John M. Kellerhouse of Saratoga Springs, a retired senior project engineer for General Motors who helped design the first front-end air-conditioning units for cars, died Wednesday in Wesley Nursing Home, Saratoga Springs, after a brief illness. He was 88.
The native of Arlington, Dutchess County, he was an Army veteran of World War II, having served with the 349th Harbor Craft Company delivering supplies in the South Pacific.
He had a certification diploma from the Industrial Arts Institute of Chicago, specializing in air conditioning, heating and ventilation. He also took courses at York (Pa.) Institute of Refrigeration and Air Conditioning, Erie Technical Technical Institute and the University at Buffalo School of Applied Arts and Science.

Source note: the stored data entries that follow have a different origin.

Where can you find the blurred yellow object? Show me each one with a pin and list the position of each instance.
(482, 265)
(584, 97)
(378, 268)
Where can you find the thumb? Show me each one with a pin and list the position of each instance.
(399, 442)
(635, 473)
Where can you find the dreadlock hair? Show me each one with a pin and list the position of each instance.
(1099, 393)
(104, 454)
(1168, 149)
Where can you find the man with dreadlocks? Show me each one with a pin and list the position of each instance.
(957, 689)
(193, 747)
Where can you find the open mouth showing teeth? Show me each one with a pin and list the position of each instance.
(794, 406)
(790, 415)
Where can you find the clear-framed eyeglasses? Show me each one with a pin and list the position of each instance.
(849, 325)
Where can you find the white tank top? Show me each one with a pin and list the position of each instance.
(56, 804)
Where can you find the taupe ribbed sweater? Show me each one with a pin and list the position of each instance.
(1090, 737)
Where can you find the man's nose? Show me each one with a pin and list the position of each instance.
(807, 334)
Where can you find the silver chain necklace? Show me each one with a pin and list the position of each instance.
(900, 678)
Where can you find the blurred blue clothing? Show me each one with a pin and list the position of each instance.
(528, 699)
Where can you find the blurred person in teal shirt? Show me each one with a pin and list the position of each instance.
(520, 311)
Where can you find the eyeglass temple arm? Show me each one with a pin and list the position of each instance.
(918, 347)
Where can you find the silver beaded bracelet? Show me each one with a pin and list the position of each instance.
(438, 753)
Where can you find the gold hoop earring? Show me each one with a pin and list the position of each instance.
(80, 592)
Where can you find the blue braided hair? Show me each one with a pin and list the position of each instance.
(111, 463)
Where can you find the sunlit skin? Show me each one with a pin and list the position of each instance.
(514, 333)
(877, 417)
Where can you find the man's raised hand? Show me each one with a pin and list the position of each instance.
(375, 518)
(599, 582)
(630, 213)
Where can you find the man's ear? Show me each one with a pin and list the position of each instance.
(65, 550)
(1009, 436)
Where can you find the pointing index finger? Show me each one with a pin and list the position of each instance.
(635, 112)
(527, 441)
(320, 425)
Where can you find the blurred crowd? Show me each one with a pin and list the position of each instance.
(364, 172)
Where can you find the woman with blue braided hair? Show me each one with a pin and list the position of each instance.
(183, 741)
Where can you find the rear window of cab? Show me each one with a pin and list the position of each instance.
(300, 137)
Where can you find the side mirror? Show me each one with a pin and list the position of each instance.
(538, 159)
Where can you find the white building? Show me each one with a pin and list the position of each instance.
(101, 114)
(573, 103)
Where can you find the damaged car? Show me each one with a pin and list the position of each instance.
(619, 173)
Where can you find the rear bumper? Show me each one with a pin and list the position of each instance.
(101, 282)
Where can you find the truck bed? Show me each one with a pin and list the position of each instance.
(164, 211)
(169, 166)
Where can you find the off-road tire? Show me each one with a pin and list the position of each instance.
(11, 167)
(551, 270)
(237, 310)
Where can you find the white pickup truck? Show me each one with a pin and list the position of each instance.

Mr. Kellerhouse, a former Buffalo resident, worked for the Harrison Radiator Division of General Motors, where he was considered an expert on automotive air-conditioning compressors. He was instrumental in pioneering the design, engineering, testing and release of GM's first compact air-conditioning system in 1954. Under that system -- placed at first in just 1,200 Pontiacs -- air conditioning was relocated to the engine compartment from the trunk.
The Niagara County Historical Society in Lockport has one of the original compact front-end air-conditioned Pontiacs in its collection.

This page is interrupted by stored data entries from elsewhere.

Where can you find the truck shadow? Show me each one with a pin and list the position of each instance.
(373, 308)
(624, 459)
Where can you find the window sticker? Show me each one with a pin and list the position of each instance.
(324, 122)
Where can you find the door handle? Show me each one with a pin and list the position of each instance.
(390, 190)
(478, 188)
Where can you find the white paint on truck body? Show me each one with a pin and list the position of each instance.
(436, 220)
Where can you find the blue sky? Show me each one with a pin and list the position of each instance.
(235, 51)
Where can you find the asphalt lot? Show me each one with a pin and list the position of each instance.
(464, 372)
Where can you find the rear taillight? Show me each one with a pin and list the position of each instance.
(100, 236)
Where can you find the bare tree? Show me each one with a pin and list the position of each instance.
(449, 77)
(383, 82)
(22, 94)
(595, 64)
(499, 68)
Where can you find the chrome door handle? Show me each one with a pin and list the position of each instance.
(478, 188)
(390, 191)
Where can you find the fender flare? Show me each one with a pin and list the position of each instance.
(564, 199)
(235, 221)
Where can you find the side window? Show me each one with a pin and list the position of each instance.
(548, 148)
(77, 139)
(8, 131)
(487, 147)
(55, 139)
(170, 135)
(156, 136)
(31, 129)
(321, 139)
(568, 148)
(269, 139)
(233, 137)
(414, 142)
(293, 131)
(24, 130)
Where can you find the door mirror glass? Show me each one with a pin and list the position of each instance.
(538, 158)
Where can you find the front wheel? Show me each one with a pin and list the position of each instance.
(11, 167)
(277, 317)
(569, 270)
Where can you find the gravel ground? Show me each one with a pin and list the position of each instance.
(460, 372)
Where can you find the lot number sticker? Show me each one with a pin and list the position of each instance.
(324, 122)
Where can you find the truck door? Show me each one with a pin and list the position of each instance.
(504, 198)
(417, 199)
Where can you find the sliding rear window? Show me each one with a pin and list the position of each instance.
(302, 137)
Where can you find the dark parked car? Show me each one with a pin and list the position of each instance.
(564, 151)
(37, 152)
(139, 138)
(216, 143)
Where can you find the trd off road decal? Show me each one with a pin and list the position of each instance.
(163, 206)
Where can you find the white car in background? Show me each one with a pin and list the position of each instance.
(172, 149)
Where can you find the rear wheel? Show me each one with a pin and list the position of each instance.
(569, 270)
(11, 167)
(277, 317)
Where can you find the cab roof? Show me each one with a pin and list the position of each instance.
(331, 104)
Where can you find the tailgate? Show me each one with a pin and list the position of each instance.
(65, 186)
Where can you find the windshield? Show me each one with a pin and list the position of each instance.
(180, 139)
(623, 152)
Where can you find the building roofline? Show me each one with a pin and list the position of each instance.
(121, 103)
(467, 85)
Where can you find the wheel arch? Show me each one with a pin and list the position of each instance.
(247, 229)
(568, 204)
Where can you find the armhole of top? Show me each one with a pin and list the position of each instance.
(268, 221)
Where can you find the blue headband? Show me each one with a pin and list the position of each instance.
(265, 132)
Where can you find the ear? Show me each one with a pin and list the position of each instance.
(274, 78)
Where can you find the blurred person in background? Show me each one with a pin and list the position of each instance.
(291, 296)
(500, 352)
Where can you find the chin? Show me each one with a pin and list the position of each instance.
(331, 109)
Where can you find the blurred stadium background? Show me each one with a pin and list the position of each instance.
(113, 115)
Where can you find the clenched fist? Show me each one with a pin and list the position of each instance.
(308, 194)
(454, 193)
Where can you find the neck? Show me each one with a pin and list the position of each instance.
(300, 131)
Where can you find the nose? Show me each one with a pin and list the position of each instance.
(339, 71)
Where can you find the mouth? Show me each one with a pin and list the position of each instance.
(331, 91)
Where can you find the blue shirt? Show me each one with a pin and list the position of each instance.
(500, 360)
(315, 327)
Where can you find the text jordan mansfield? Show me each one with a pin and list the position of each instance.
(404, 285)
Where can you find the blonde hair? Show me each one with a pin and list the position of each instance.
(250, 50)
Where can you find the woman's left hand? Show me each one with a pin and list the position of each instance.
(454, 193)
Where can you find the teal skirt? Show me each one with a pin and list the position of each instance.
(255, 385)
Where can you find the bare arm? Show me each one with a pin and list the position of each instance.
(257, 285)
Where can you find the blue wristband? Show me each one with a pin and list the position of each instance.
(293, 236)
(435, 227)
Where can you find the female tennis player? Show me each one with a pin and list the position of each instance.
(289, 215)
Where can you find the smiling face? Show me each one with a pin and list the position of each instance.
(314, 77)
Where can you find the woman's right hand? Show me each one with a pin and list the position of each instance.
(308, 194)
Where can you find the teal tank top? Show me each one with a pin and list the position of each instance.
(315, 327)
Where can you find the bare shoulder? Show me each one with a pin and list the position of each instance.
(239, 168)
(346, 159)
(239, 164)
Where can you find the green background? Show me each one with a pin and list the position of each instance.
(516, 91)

When he retired from GM in the early 1980s, after 28 years of service, Mr. Kellerhouse was a senior project engineer.
After retiring, he moved to Sun City West, Ariz. He was a member of the GM Retirees Club of Arizona and was a major contributor to the Sun Health Foundation, the Del E. Webb Memorial Hospital, Sun City West Foundation and the West Valley Art Museum, all in Arizona.
When his wife, Loretta Spatz Kellerhouse, died in 1997, he returned to New York State to be closer to friends and family.
Surviving is a brother, Robert E. of Croton.